Clinical Documentation Specialist
Facility: Valleywise Health Medical Center
Department: Health Information Management
Schedule: Regular FT 40 Hours Per Week
Under the direction of the Clinical Documentation Improvement Supervisor, the Clinical Documentation Specialist uses clinical/nursing knowledge of documentation requirements to improve overall quality and completeness of clinical documentation of patient records on a concurrent basis using a multidisciplinary team process. Works collaboratively with physicians to ensure clinical information in the medical record is present and accurate. This position collaborates with Coding to support the appropriate severity of illness and risk of mortality. The Clinical Documentation Specialist (CDS) will interact with physicians and ancillary staff providing education regarding documentation clarification. Works in collaboration with hospital departments to support efforts that justify medical necessity, admission, continuity of patient care and other clinical documentation requirements.
- Requires an Associate's degree in Nursing or Health Information Technology or related field; or an equivalent combination of training and progressively responsible experience that will result in the required specialized knowledge and abilities to perform the assigned work. A Bachelor's degree in Nursing or Health Information Administration or related field is preferred.
- Must have a minimum of three (3) years of recent clinical nursing, coding, or clinical documentation experience that demonstrates an understanding of the required knowledge, skills and abilities.
- Clinical documentation improvement specialist experience or training is preferred.
- Must possess a current, valid AZ RN or LPN license or valid compact RN or LPN licensure for current state of practice; or must possess a certification as a RHIA/RHIT/CCS/CCS-P/CPC/CIC/COC.
- A Certified Clinical Documentation Specialist (CCDS) certification must be obtained within thirty (30) months of hire.
Knowledge, Skills & Abilities:
- Requires exceptional critical thinking, communication skills and a strong clinical knowledge base.
- Must possess effective interpersonal skills in order to interact effectively with Providers.
- Requires analytical skills to interpret medical record documentation and formulate appropriate Provider queries based on need for increased documentation specificity to clarify, link or establish diagnoses, conditions and procedures.

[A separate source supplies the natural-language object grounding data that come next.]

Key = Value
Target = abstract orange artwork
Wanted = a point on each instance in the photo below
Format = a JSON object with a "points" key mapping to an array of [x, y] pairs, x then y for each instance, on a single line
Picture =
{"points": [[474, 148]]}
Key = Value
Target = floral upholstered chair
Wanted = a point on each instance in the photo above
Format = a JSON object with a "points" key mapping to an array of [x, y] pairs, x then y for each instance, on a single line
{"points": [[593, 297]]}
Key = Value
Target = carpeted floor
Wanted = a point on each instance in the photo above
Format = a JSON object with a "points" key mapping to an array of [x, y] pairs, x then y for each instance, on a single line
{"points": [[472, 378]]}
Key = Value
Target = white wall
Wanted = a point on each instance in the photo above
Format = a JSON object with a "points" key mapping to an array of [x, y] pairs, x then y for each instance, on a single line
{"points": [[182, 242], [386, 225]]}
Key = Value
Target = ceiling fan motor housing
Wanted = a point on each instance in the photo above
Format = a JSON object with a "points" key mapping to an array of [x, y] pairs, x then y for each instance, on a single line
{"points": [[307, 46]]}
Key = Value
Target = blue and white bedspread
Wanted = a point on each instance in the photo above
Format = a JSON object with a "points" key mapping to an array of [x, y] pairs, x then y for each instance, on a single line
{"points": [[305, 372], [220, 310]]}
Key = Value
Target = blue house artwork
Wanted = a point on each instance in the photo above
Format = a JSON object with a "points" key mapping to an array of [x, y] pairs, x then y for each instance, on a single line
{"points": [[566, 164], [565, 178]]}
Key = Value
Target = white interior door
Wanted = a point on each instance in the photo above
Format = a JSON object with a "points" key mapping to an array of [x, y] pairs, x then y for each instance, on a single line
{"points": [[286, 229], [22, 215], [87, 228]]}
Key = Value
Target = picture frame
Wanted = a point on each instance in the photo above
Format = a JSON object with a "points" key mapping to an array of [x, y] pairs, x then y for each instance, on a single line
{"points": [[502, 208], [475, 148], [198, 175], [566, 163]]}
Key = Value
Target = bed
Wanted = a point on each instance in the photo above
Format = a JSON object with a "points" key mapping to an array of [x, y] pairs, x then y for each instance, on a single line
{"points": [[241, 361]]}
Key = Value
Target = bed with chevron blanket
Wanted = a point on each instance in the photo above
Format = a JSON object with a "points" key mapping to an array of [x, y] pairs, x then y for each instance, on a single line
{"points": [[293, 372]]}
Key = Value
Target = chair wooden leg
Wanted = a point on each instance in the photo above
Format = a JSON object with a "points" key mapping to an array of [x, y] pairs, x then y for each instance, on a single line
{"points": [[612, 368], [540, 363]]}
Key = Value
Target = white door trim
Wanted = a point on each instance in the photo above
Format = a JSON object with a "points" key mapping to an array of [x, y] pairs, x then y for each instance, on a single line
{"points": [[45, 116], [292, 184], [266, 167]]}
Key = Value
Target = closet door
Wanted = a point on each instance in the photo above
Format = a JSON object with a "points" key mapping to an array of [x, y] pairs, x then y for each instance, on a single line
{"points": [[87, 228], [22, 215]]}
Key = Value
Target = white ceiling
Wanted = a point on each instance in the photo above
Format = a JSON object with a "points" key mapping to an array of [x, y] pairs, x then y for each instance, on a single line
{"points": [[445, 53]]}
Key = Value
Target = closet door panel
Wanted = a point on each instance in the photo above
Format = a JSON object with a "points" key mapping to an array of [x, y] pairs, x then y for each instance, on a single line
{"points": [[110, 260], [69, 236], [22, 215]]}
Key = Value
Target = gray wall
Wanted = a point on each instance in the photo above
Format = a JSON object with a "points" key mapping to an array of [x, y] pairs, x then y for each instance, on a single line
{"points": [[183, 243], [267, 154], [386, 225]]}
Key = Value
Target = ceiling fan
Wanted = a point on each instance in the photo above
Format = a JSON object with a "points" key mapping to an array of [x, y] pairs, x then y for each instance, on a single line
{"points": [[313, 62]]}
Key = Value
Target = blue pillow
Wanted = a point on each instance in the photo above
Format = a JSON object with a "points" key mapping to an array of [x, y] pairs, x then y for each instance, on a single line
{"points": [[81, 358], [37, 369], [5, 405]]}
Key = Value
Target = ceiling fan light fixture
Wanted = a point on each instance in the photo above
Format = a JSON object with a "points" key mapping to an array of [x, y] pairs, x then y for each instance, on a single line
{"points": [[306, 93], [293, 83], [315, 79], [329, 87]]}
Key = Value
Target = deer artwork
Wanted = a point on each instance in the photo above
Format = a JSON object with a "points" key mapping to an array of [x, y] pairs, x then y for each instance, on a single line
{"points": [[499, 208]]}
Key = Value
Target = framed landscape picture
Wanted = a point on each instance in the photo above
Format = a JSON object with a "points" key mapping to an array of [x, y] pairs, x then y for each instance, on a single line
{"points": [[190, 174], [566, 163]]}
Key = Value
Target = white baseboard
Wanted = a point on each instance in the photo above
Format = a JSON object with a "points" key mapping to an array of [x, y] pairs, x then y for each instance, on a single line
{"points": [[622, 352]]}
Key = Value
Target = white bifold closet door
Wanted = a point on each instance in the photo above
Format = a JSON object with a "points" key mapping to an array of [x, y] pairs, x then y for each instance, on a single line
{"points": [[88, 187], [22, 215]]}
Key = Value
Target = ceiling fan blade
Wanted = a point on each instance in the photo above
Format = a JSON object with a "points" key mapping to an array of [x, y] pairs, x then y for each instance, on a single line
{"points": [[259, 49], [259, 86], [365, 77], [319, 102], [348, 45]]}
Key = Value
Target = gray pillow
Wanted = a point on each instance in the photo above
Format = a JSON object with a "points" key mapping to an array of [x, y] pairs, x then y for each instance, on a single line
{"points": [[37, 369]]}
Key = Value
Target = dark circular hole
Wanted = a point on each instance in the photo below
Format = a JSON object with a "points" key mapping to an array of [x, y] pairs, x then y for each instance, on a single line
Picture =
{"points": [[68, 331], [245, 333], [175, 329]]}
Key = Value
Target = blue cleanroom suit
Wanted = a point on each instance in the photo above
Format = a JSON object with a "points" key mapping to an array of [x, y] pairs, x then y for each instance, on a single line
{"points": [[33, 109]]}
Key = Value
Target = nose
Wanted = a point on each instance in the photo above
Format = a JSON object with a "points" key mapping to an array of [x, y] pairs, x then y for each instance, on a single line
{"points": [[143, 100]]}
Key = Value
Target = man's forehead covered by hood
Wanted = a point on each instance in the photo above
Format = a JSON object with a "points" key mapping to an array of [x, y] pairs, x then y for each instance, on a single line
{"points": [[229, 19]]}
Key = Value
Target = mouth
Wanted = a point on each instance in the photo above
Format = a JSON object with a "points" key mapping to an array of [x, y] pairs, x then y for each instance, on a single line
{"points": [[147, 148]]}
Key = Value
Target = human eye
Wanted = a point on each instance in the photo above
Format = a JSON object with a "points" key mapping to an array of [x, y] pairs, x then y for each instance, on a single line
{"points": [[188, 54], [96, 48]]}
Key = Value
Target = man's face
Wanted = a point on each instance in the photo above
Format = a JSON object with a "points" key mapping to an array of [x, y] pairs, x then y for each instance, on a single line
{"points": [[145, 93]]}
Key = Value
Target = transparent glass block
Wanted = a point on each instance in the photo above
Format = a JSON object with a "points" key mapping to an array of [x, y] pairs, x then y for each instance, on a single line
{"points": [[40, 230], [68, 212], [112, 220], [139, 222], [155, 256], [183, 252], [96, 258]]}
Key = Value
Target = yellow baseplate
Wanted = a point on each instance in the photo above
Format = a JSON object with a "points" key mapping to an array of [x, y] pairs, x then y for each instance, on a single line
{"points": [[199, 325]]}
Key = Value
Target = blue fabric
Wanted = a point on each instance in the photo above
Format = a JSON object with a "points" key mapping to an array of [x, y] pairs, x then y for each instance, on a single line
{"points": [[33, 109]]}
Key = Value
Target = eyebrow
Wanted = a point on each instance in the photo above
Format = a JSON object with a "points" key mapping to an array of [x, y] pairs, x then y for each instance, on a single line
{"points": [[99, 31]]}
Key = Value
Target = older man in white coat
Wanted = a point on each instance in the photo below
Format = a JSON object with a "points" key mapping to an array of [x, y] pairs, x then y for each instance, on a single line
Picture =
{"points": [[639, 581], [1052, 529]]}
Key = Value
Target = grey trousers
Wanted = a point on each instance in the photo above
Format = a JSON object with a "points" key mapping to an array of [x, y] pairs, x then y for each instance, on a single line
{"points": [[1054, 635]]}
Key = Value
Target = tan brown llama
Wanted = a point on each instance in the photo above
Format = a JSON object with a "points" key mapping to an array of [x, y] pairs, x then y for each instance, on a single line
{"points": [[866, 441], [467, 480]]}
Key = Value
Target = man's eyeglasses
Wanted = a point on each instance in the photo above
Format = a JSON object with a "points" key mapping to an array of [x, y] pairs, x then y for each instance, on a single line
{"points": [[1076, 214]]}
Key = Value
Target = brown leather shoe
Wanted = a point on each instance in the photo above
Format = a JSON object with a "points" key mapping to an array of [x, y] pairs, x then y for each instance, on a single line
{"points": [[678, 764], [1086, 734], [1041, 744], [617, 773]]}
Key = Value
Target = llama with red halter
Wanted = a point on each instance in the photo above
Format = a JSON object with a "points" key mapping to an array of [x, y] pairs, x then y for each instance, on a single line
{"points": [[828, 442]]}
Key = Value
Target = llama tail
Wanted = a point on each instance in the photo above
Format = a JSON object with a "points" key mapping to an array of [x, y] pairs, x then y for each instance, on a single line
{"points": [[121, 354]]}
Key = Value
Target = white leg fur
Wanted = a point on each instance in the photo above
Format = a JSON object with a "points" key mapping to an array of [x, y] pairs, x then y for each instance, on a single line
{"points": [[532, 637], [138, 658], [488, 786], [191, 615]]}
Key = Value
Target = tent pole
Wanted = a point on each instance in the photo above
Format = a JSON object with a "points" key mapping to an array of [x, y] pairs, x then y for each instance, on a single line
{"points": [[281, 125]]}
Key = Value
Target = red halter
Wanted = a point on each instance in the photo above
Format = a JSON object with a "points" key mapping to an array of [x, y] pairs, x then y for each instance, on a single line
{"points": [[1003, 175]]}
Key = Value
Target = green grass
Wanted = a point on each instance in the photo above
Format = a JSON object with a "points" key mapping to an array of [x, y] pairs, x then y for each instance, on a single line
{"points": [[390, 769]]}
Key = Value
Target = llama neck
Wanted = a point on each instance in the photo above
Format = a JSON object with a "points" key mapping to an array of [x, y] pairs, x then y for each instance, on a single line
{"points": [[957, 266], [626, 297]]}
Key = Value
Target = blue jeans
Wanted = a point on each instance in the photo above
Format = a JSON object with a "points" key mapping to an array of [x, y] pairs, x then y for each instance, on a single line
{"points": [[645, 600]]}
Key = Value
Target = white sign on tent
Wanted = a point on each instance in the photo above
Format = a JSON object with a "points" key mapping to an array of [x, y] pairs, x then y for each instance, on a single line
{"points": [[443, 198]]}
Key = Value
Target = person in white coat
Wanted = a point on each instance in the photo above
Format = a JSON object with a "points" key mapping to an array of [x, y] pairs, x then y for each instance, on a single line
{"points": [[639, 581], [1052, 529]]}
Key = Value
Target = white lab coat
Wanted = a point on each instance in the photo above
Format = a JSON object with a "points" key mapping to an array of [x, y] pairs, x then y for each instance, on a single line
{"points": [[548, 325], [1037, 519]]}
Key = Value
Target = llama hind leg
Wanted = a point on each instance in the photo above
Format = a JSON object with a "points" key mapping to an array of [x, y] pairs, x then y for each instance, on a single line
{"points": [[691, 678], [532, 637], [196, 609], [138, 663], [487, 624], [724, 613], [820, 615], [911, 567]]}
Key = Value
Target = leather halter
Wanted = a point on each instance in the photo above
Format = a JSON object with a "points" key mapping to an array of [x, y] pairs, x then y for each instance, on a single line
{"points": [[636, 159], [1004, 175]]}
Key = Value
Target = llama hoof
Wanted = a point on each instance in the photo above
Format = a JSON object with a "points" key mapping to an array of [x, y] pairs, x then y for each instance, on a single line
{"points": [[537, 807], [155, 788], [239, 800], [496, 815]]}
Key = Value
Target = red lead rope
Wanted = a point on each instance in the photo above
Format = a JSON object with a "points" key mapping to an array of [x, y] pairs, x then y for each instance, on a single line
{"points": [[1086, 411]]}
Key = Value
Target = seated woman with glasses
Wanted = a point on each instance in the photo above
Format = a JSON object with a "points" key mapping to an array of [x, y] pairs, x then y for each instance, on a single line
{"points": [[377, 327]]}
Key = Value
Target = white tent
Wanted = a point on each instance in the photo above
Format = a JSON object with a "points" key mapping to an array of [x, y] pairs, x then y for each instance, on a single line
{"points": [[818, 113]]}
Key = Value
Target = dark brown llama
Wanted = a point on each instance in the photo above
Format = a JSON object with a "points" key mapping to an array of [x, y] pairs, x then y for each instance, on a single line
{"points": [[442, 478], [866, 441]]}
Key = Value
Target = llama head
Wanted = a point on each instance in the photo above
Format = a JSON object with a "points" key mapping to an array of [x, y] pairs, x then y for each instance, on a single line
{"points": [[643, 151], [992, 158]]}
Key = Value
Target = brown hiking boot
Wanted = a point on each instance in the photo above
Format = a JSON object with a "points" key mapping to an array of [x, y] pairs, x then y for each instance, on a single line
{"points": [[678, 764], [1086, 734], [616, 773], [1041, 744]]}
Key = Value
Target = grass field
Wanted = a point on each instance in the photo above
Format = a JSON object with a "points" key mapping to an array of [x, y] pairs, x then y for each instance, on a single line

- Must possess knowledge of a wide range of specialized disciplines, including a strong knowledge base in anatomy and physiology, pathophysiology, and pharmacology; and knowledge of the AHA Coding Clinic and AHIMA Query Practice Brief guidelines.
- Requires the ability to benchmark and analyze clinical documentation program performance.
- Must have knowledge of MS and APR-DRG's, DRG assurance, Coding, Revenue Cycle, and Midas.
- Requires basic computer word processing skills (e.g. formatting, editing, printing, composing email, internet searches, etc.) to be able to successfully navigate through an electronic medical record using a computer.
- Requires the ability to read, write and speak effectively in English.